Das neue Ladenöffnungsgesetz sei „ein klares Bekenntnis gegen Innenstädte“, schimpft Martin Bieberle, Geschäftsführer der Hanau Marketing GmbH.

Verkaufsoffene Sonntage seien ein wichtiges Instrument des Stadtmarketings, gerade in Zeiten des immer stärkeren Onlinehandels. An verkaufsoffenen Sonntagen hätten Innenstädte die Möglichkeit, Image zu gewinnen und Kunden zu interessieren, so Bieberle, das gelte auch für Hanau. „Mit der neuen - oder besser gesagt der alten - Sonntagsöffnungsregelung hat der Gesetzgeber eine Chance vertan, die Innenstädte zu fördern.“

„Mein Weekend - mein Hanau“ als Alternative zu verkaufsoffenen Sonntagen

Seit der gerichtlichen Untersagung des verkaufsoffenen Sonntags in Hanau im Herbst 2017 finden in Hanau seit 2018 einmal im Monat die Aktionstage „Mein Weekend - mein Hanau“ statt, die zu einem samstäglichen Einkaufserlebnis mit Märkten und Unterhaltung in die Innenstadt einladen. 

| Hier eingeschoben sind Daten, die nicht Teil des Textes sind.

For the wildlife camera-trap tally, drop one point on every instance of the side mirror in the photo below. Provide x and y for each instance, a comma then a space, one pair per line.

„Wir sind froh, dass wir diese erfolgreichen Aktionstage gemeinsam mit der HMG entwickelt haben. Sie können jedoch nicht darüber hinwegtäuschen, dass wir mit vier verkaufsoffenen Sonntagen noch erfolgreicher sein könnten und ungleich mehr Besucher erreichen würden“, so Kandemir.

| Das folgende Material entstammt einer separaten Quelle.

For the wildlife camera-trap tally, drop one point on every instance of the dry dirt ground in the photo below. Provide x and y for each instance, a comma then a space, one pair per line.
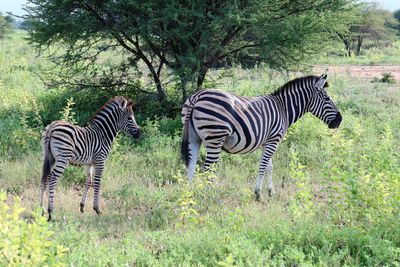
367, 72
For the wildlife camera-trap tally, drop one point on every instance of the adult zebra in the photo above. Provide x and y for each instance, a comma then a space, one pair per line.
240, 125
64, 143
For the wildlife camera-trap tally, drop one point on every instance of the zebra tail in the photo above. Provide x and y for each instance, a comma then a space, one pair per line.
185, 136
48, 158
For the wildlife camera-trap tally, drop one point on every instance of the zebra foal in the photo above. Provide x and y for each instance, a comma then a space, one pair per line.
64, 143
223, 121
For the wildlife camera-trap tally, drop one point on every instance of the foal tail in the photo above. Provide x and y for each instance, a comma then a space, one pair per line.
185, 153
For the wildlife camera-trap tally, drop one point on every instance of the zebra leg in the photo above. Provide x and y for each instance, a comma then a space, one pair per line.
194, 149
43, 186
98, 171
53, 179
270, 184
213, 150
265, 165
88, 183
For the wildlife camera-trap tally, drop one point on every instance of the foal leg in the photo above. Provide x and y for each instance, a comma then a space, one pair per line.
88, 183
58, 170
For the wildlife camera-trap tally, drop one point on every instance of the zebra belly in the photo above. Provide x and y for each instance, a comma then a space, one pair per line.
234, 145
80, 160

Hanau will weiter an den Aktionstagen festhalten, aber auch neue Veranstaltungsformate erarbeiten. 

cs.

Der Ärger um die verkaufsoffenen Sonntage begann in Hanau bereits 2017. Damals hatte das Frankfurter Verwaltungsgericht einen verkaufsoffenen Sonntag kurzfristig untersagt.

Seitdem hat sich Claus Kaminsky (SPD)beim Hessischen Städtetag für eine Änderung des Hessischen Ladenöffnungsgesetzes eingesetzt und sich für verkaufsoffene Sonntage in Hanau ausgesprochen.